At 400* internal temp, you can rest your hand on the outside comfortably. At 650*, you can put your palm flat on it, but you can't leave it there. The outside is cooler than gas.

It heats up in about the same amount of time a gas grill does. So far it looks like the cost of lump charcoal is comparable to that of gas; it costs less, but uses more. The difference in cost of fuel per season is probably negligible. 

In the end it's like any purchase made with discretionary income, I think. If there's something else you need the $750 (cost of large egg) for, or something else you'd rather have, then get that and don't look back. But if you like to cook out, and use your deck a lot, and your grill needs to be replaced anyhow, you can justify the incremental cost over the gas grill the same way I did.


----------



## RonB (May 19, 2011)

It does look very nice. Does it have any type of finish on it? If not, I'd suggest an easy to apply exterior oil coating, (Watco brand comes to mind). If you just rub some on every year, it should last indefinitely ~ Ron


----------



## Mosca (May 19, 2011)

Thanks for the suggestion, Ron. There was a brochure for sealing stain, but it said to wait 6 months before applying. I was thinking of using linseed oil, but I will definitely look into the Watco.


----------



## RonB (May 19, 2011)

Mosca said:


> Thanks for the suggestion, Ron. There was a brochure for sealing stain, but it said to wait 6 months before applying. I was thinking of using linseed oil, but I will definitely look into the Watco.



It's been years since I've used this stuff, but here's a link to Watco Teak Oil ~ Ron


----------



## glypnirsgirl (May 20, 2011)

I have been looking at these, also. 

I am curious about whether there is an improvement in flavor? The steaks sound delicious!

elaine


----------



## Passepartout (May 20, 2011)

We had a Kamado while I was growing up. http://www.kamado.com/history.htm These were the Japanese predecessor of the BGE. I have no memory of how our middle-class family acquired this thing. I DO remember the food that it produced. Wonderfully tasty- the adjustable damper and vent allowed for infinite temp control.
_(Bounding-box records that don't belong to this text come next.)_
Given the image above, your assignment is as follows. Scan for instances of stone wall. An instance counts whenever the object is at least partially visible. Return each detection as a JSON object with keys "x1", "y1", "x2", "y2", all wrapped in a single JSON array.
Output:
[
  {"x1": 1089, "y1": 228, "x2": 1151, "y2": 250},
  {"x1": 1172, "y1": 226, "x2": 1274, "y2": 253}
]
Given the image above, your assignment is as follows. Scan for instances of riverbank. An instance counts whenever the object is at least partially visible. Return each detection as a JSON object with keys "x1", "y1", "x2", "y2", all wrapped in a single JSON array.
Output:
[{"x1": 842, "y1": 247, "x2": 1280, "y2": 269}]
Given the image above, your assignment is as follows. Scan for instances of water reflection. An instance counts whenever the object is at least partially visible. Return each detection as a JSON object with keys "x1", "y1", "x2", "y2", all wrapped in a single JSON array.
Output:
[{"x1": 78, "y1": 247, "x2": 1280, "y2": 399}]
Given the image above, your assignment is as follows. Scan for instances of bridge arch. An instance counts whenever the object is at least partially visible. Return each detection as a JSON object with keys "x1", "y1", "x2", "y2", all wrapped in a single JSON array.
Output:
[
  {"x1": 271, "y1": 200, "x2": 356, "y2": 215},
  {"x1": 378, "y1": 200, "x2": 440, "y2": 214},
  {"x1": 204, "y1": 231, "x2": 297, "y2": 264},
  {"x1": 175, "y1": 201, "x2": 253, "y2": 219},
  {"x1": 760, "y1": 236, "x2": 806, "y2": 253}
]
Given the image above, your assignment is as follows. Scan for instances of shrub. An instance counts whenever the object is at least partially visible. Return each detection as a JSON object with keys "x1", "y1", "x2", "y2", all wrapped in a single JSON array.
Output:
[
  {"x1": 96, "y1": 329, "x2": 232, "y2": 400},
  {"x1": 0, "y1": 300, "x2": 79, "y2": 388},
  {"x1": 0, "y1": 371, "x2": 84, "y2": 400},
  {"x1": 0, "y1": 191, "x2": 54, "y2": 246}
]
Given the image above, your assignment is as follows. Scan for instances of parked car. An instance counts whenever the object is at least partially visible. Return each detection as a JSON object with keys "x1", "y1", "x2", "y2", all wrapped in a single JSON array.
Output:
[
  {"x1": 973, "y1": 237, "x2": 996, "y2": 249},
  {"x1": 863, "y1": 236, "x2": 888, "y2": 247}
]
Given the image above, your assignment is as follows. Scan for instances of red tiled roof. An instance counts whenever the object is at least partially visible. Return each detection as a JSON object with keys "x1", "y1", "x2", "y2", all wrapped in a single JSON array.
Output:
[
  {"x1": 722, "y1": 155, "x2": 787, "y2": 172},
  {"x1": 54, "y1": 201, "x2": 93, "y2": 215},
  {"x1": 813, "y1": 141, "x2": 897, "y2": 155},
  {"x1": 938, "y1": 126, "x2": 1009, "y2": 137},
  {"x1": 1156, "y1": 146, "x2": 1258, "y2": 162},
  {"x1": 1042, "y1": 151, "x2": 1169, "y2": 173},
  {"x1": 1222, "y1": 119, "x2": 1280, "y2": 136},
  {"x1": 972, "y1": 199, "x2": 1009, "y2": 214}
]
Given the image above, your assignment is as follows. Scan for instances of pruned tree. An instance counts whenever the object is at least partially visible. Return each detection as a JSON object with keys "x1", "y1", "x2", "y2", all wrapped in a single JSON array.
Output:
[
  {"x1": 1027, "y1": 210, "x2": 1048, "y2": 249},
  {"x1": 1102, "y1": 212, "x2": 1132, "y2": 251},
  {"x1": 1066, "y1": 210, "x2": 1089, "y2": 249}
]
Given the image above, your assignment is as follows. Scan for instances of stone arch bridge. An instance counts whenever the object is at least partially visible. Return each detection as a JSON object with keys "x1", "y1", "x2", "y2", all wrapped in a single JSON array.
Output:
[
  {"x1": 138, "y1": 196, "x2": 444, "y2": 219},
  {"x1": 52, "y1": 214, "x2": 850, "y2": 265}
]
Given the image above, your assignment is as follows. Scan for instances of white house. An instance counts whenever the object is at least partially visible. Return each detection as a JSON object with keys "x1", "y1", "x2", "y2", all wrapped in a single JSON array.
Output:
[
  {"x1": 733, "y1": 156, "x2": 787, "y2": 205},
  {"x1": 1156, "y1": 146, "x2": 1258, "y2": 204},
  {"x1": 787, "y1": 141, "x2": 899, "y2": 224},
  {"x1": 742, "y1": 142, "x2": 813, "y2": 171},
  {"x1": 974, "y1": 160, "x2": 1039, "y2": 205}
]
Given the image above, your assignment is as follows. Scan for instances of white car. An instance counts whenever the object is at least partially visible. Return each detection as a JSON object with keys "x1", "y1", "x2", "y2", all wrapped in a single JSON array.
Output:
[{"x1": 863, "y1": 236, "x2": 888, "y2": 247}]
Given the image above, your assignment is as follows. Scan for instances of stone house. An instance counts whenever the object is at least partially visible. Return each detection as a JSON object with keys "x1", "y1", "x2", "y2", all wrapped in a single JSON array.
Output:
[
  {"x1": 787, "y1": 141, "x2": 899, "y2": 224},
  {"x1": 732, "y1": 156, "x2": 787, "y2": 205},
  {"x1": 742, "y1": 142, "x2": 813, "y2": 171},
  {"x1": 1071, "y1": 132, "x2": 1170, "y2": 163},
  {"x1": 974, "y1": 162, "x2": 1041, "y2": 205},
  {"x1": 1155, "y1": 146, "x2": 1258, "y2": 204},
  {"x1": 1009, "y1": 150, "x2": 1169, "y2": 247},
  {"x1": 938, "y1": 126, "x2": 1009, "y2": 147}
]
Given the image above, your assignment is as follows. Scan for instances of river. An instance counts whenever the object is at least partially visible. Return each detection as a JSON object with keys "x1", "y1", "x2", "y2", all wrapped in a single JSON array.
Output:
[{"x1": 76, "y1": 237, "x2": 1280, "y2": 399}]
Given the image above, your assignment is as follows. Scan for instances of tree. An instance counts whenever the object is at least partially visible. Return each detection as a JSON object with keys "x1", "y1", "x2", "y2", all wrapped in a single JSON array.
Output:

You could even choke the fire out to save charcoal after use.

My brother bought one for himself even though at the time he was a condo dweller and had it on his entry porch.

I found these a little harder to use than a gas grill, and have a wood pellet fired smoker for my longer cooking creations.

That said, if I lived where the climate was a bit more friendly to year-round outdoor living, an outdoor kitchen, including a BGE would be part of it. 

Mosca, I await the invite to the new deck and eats from the BGE. Oh, nice carrier/dolly.

Jim Ricks


----------



## John_k41 (Aug 9, 2011)

*How can I get in touch with this guy?*

Nice table! Congrats! 

I'd love to get one as well, but live in Canada. I know he's on ebay but I can't seem to contact him. Do you know how I can get in touch with him?...thanks and happy Q'n


----------



## PClapham (Aug 9, 2011)

*We've had one for years!*

We've had a Big Green Egg for several years and find that it's one of the most wonderful things ever!  We didn't get the table; we got the simple stand on rollers.  We also have one of the larger Kamato grills (the Japanese version, predecessor of the BGE).  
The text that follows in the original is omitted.